Bug 1299232

Summary: Hosts are stuck in 'installing'
Product: [oVirt] ovirt-engine Reporter: Nelly Credi <ncredi>
Component: Host-DeployAssignee: Moti Asayag <masayag>
Status: CLOSED CURRENTRELEASE QA Contact: Meni Yakove <myakove>
Severity: urgent Docs Contact:
Priority: urgent    
Version: 3.6.3CC: alex.boyd, bugs, dgilbert, didi, khakimi, masayag, mlipchuk, ncredi, ngoldin, oourfali, pkliczew, pmatyas, sasundar, sbonazzo, ylavi
Target Milestone: ovirt-3.6.3Keywords: AutomationBlocker, Regression
Target Release: 3.6.3Flags: didi: needinfo-
rule-engine: ovirt-3.6.z+
rule-engine: blocker+
ylavi: planning_ack+
masayag: devel_ack+
rule-engine: testing_ack+
Hardware: Unspecified   
OS: Unspecified   
Whiteboard:
Fixed In Version: Doc Type: Bug Fix
Doc Text:
Story Points: ---
Clone Of: Environment:
Last Closed: 2016-02-18 11:14:15 UTC Type: Bug
Regression: --- Mount Type: ---
Documentation: --- CRM:
Verified Versions: Category: ---
oVirt Team: Network RHEL 7.3 requirements from Atomic Host:
Cloudforms Team: --- Target Upstream Version:
Embargoed:
Attachments:
Description Flags
engine logs
none
vdsm log none

Description Nelly Credi 2016-01-17 16:04:08 UTC
Description of problem:
When adding hosts to the engine, sometimes they get stuck in 'installing' state
if we restart the engine, it may either succeed and indicate hosts are 'up' or in other case we have seen - the hosts become non operational because they dont have required network - "Host host_mixed_1 does not comply with the cluster golden_env_mixed_1 networks, the following networks are missing on host: 'ovirtmgmt'"

Version-Release number of selected component (if applicable):
ovirt-host-deploy-1.4.1-1.el6ev.noarch
rhevm-3.6.3-0.1000.121.5ef0c7a.master.el6ev.noarch

How reproducible:
we see it a lot in dev CI, but only seen it once in QE on GE setup

Steps to Reproduce:
1.run GE builed
2.fail on host installation step
3.

Actual results:
hosts are stuck in 'installing'

Expected results:
hosts should be in 'up' state

Additional info:
https://ge-ci-coresystem-engine01.eng.lab.tlv.redhat.com/ovirt-engine/webadmin/?locale=en_US#hosts-events

in one case (QE env) after restart everything worked fine
in this case the hosts are in non-op because of req network

in the logs there were no meaningful errors:
engine.log
2016-01-17 15:21:47,486 ERROR [org.ovirt.engine.core.vdsbroker.vdsbroker.TimeBoundPollVDSCommand] (org.ovirt.thread.pool-7-t
hread-6) [490fcabd] Error: org.ovirt.engine.core.vdsbroker.xmlrpc.XmlRpcRunTimeException: Connection issues during send requ
est
2016-01-17 15:21:47,505 ERROR [org.ovirt.engine.core.dal.dbbroker.auditloghandling.AuditLogDirector] (org.ovirt.thread.pool-
7-thread-6) [490fcabd] Correlation ID: 490fcabd, Job ID: 15217a40-5db9-4f98-a71c-598952750b97, Call Stack: null, Custom Even
t ID: -1, Message: Host host_mixed_3 installation failed.
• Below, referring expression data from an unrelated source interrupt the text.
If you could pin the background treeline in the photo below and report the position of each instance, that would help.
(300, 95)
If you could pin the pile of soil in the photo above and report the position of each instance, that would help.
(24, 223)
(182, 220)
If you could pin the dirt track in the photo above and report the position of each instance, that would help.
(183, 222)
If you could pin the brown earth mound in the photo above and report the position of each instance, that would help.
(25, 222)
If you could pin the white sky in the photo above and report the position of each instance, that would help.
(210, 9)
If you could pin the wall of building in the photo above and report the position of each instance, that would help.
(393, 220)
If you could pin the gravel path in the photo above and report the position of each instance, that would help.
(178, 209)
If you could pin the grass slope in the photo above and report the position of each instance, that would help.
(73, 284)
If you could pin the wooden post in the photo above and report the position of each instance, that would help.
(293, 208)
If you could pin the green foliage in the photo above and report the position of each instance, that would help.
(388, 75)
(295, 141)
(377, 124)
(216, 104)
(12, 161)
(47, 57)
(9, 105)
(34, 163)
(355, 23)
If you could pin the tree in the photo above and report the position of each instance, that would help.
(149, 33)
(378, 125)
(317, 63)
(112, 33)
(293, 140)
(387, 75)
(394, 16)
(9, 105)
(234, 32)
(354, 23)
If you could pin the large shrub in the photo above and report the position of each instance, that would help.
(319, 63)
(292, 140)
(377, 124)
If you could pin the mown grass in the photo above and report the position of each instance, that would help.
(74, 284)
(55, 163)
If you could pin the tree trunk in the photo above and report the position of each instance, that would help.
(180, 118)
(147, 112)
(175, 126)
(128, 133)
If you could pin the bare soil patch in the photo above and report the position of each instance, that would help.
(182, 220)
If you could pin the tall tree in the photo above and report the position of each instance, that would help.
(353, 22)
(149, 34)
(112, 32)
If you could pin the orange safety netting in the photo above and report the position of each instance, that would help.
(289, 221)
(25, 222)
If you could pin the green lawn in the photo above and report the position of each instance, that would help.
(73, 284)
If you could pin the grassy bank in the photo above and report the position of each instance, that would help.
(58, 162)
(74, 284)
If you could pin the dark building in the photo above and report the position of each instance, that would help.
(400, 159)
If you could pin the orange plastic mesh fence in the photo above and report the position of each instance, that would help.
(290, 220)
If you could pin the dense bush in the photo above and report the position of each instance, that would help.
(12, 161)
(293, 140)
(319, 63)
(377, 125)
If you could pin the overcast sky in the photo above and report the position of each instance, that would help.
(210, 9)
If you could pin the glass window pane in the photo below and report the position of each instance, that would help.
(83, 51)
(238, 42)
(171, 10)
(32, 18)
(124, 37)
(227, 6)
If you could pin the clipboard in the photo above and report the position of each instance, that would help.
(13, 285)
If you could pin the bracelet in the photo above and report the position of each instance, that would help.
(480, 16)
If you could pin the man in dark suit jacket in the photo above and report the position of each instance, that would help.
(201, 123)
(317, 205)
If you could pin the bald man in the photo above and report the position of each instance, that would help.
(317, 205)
Please refer to /var/log/ovirt-engine/engine.log and log logs unde
r /var/log/ovirt-engine/host-deploy/ for further details..

No errors in host_deploy log
but there is one file named:
/var/log/ovirt-engine/host-deploy/ovirt-host-mgmt-20160117175515-10.35.148.42-null.log


we are keeping this env up, so you can look at it

Comment 1 Nelly Credi 2016-01-17 16:12:31 UTC
correction:
in both cases it required host reinstall after engine restart

Comment 2 Nadav Goldin 2016-01-18 06:36:23 UTC
Created attachment 1115753 [details]
engine logs

Comment 3 Nadav Goldin 2016-01-18 06:41:30 UTC
adding two more details:

the following exception appeared in host deploy logs:
2016-01-17 15:20:30 DEBUG otopi.plugins.otopi.packagers.dnfpackager dnfpackager._boot:178 Cannot initialize minidnf
Traceback (most recent call last):
  File "/tmp/ovirt-qS7Cl5Alvp/otopi-plugins/otopi/packagers/dnfpackager.py", line 165, in _boot
    constants.PackEnv.DNF_DISABLED_PLUGINS
  File "/tmp/ovirt-qS7Cl5Alvp/otopi-plugins/otopi/packagers/dnfpackager.py", line 75, in _getMiniDNF
    from otopi import minidnf
  File "/tmp/ovirt-qS7Cl5Alvp/pythonlib/otopi/minidnf.py", line 31, in <module>
    import dnf
ImportError: No module named dnf

as far as we can tell, first time this happened on GE was 12/01/2016:
https://rhev-jenkins.rhev-ci-vms.eng.rdu2.redhat.com/job/GE-builder/945/consoleFull


engine is on el 6.7, logs are attached above.

Comment 4 Red Hat Bugzilla Rules Engine 2016-01-18 13:29:02 UTC
This bug report has Keywords: Regression or TestBlocker.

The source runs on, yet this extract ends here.